Palindromic String Game There are two players $A$, $B$ playing a game. Player $A$ has a string $s$ with him, and player $B$ has string $t$ with him. Both $s$ and $t$ consist only of lower case English letters and are of equal length. $A$ makes the first move, then $B$, then $A$, and so on alternatively. Before the start of the game, the players know the content of both the strings $s$ and $t$.
These players are building one other string $w$ during the game. Initially, the string $w$ is empty. In each move, a player removes any one character from their respective string and adds this character anywhere (at any position) in the string $w$. If at any stage of the game, the string $w$ is of length greater than $1$ and is a palindrome, then the player who made the last move wins.
If even after the game finishes (ie. when both $s$ and $t$ have become empty strings), no one is able to make the string w a palindrome, then player $B$ wins.
My Strategy
If any character ($a-z$) is having a frequency greater than $1$ in string $s$ and it's not present in $t$ so $A$ will win other wise $B$.
Is my approach is correct ? Or is there any other way for $A$ to win ?
 A: I am not sure if i am right but this is my strategy:
If lets assume the characters in string s as a set A and characters in string t as a set B.  
1.If B is a subset of A then A will win
Eg:
aabbe
ab
A ={a,b,e} B={a,b}
Player A will use e at first and then B is forced to use one of characters that A has so A can match it and win.  
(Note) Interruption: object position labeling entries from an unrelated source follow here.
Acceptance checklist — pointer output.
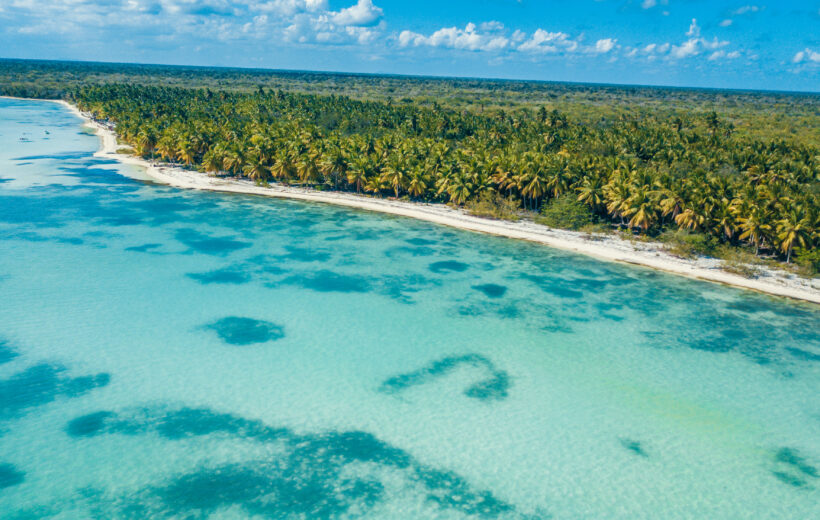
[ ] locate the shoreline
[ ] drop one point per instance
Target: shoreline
(604, 247)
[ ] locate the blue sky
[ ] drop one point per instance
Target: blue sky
(736, 44)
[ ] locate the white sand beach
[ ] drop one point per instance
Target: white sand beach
(605, 247)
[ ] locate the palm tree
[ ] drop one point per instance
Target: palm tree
(793, 229)
(754, 226)
(358, 172)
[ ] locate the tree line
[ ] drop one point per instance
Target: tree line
(651, 172)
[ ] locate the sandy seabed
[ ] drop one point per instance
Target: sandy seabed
(604, 247)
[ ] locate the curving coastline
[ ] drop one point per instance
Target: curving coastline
(609, 248)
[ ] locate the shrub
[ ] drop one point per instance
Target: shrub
(566, 212)
(494, 205)
(687, 244)
(808, 260)
(738, 261)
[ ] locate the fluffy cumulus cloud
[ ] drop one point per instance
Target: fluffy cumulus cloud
(471, 38)
(301, 21)
(694, 45)
(492, 37)
(746, 10)
(806, 56)
(270, 25)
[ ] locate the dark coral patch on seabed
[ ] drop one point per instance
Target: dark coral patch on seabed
(10, 475)
(793, 468)
(208, 245)
(329, 281)
(236, 330)
(42, 384)
(494, 387)
(491, 290)
(445, 266)
(221, 276)
(311, 476)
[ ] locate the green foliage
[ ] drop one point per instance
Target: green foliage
(686, 244)
(566, 212)
(809, 261)
(494, 205)
(738, 261)
(701, 167)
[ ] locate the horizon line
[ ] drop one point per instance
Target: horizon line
(427, 77)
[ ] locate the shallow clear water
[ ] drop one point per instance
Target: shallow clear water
(180, 354)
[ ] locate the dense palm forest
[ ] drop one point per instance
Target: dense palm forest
(731, 168)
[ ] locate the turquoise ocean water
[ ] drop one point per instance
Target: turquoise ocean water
(179, 354)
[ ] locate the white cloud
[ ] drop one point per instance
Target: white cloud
(649, 4)
(806, 55)
(746, 9)
(686, 49)
(548, 42)
(605, 45)
(363, 13)
(454, 38)
(694, 30)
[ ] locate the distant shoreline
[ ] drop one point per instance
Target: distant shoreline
(604, 247)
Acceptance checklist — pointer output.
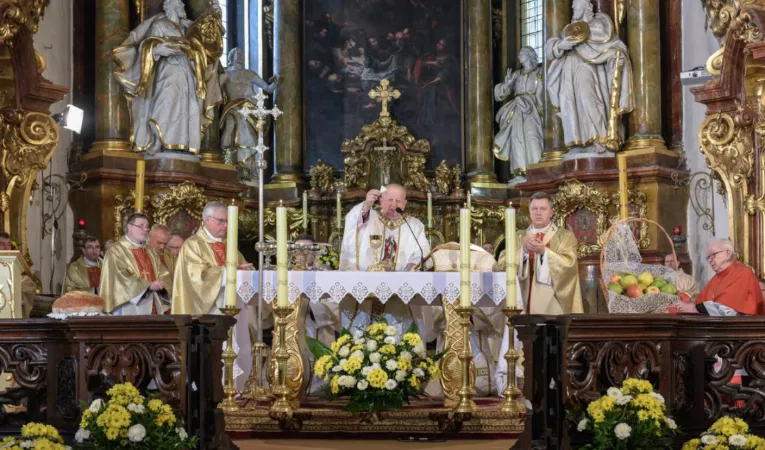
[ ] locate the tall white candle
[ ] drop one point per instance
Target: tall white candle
(430, 209)
(305, 211)
(232, 255)
(510, 256)
(339, 208)
(282, 297)
(465, 297)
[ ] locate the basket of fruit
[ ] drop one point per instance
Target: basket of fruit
(629, 285)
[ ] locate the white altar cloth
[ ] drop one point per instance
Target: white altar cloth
(415, 288)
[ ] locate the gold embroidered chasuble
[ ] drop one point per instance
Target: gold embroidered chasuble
(198, 276)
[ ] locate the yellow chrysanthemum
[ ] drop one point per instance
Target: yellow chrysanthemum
(351, 365)
(377, 378)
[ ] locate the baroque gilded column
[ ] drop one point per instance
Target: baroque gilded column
(479, 112)
(644, 43)
(288, 64)
(557, 16)
(112, 123)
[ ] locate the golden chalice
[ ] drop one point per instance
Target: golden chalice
(375, 241)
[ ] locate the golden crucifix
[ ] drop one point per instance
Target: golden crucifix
(384, 94)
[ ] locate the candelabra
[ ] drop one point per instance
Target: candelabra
(511, 405)
(466, 392)
(282, 404)
(229, 355)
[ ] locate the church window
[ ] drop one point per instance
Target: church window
(532, 31)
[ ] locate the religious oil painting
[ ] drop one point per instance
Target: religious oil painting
(352, 45)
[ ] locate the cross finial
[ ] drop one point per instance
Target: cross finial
(260, 113)
(384, 94)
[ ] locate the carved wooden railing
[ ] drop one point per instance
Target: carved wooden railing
(690, 360)
(58, 364)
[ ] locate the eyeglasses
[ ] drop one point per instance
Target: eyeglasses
(711, 256)
(220, 221)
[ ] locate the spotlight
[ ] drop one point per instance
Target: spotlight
(70, 118)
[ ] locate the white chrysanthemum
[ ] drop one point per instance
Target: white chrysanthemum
(622, 431)
(136, 433)
(346, 381)
(737, 440)
(138, 409)
(82, 435)
(657, 396)
(96, 405)
(709, 439)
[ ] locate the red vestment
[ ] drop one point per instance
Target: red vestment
(735, 287)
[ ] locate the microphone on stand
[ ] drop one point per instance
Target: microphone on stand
(422, 254)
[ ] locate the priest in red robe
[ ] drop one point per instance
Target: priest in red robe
(733, 290)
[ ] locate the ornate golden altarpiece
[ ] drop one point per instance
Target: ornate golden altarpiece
(731, 135)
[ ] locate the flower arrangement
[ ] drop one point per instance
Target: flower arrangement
(330, 259)
(632, 417)
(726, 433)
(128, 420)
(374, 368)
(35, 436)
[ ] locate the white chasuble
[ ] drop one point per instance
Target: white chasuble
(400, 245)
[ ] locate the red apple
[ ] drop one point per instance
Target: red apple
(634, 291)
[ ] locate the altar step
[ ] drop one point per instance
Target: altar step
(340, 444)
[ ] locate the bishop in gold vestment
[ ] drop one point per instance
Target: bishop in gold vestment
(200, 278)
(133, 281)
(84, 274)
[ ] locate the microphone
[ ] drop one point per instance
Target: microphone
(422, 254)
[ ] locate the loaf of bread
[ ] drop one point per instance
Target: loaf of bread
(78, 302)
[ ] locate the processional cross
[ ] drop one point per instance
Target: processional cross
(260, 113)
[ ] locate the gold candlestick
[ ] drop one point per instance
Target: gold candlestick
(467, 391)
(511, 405)
(229, 403)
(281, 405)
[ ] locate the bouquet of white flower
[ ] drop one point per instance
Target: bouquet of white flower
(375, 368)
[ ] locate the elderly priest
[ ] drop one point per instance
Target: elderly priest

2.If A is a subset of B then B will win
Eg:aabb aabbe
This is pretty obvious because whatever A uses B matches it and wins the game    
3.If A and B are equal then B will win
Eg: aabbcc aabbc
Whatever A uses is matched by B and hence B wins.    
4.If A has 2 or more of the same characters that B doesn't have then A will win.
Eg:aabbc cbbe
A will use a at first.
Since B doesn't have a it will try to use one of the other characters and A will match again to form a palindrome.  
5.If A and B are not subsets of each other,then B wins:
s=aabcdef t=abcdgh
A={a,b,c,d,e,f} t={a,b,c,d,g,h}
Obviously A will try to use a character that B doesn't have(e or f),B will also use a character that A doesn't have(g or h).I think in the end B will try to make sure that A doesn't form a palindrome and there by winning.  
Not sure it is right tho.
A: Credit: Anantha proposed a solution without a complete proof. I am just providing the proof that the solution is indeed correct.
We let the characters in string $s$ as a set $S_A$ and characters in string $t$ as a set $S_B$.
Claim: If $S_B \subsetneq S_A$ or if player $A$ contains at least $2$ letters that $B$ does not have , then player $A$ wins. Otherwise player $B$ wins.
Proof:
Case $1$: If $S_B \subsetneq S_A$. Player $A$ would first use the letter that player $B$ doesn't have. Hence player $B$ can't form a palindrome during his turn. Player $A$ would then place whatever that player $B$ placed to end the game.
Case $2$: If player $A$ contains $2$ letters that player $B$ does not have. Player $A$ would use one such letter in his first move and player $B$ can't form a palindrome as he doesn't have this letter. Player $A$ then end the game by placing the same letter that he used in his first move.
Case $3$: If $S_A \subseteq S_B$. Whatever that player $A$ place, player $B$ just have to copy that to end the game.
Case $4$: If none of the above occur, we claim that player $B$ would win. During player $A$'s first move, he will use a letter that player $B$ doesn't have. Let's call this letter $l_A$. During player $B$'s first move, player $B$ will also use a letter that player $A$ doesn't have, call it $l_B$. Since case $2$ didn't happen, there is only one such copy of $l_A$. If player $A$ were to win the game, he has to form a palindrome of odd length, hence he has to place $l_A$ in the middle of the palindrome. However, he doesn't have $l_B$ which is necessary to form a palindrome. Hence there is no way for $A$ to win the game under this case.
Remark: OP's strategy left out case $1$.